Re: Histogramming -- Floating point numbers as hash keys
by jhourcle (Prior) on Dec 17, 2005 at 22:30 UTC

    Typically, when I build histograms for floating point numbers, I have some level of binning required (ie, determining what the size of each catchment area is).

    For instance, although the values might have 6 significant figures past 0, I don't want that the graph to deal with 10^6 datapoints -- I might only want 10^4, so rather than hashing on $value, I'll hash on &bin($value), where 'bin' is a function to strip the value to the precision I want. (which may not be a linear function)

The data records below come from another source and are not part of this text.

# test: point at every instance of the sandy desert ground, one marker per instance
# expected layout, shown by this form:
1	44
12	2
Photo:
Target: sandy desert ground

    If you really need the precision -- It's possible that PDL might be what you're looking for (at least, for the estimation of spectra, as I know there are folks that do physics number crunching with it, although I have no idea what it actually entails, not being a physicist myself).

    Update I don't know why we got accused of graphing -- I guess you could graph in PDL, but unless there's a terminology difference, and you're using histogram differently than I'm used to, it is impossible to build a histogram of a continuously variable value -- you have to build a series of intervals -- and it's true for database indexing, you just don't get to see the implementation (it's actually computing what the appropriate sizes of the intervals are)

Re: Histogramming -- Floating point numbers as hash keys
by QM (Parson) on Dec 18, 2005 at 03:20 UTC
    Is there some way (module, idiom) to represent real numbers such that the same real number gets the same floating point representation, so that I can use them as hash keys for the approach above?
    Are you concerned about it being portable, or just consistent on the same hardware? You've got some answers that should help with consistency.

    If you want it portable, you may need something like Math::BigFloat, which, IIRC, should be portable.

    -QM
    --
    Quantum Mechanics: The dreams stuff is made of

Re: Histogramming -- Floating point numbers as hash keys
by BrowserUk (Patriarch) on Dec 18, 2005 at 10:14 UTC
    The graphical representation of a histogram is not my concern.

    And my reply had nothing to do with graphical representation.


    Examine what is said, not who speaks -- Silence betokens consent -- Love the truth but pardon error.
    Lingua non convalesco, consenesco et abolesco. -- Rule 1 has a caveat! -- Who broke the cabal?
    "Science is about questioning the status quo. Questioning authority".
    In the absence of evidence, opinion is indistinguishable from prejudice.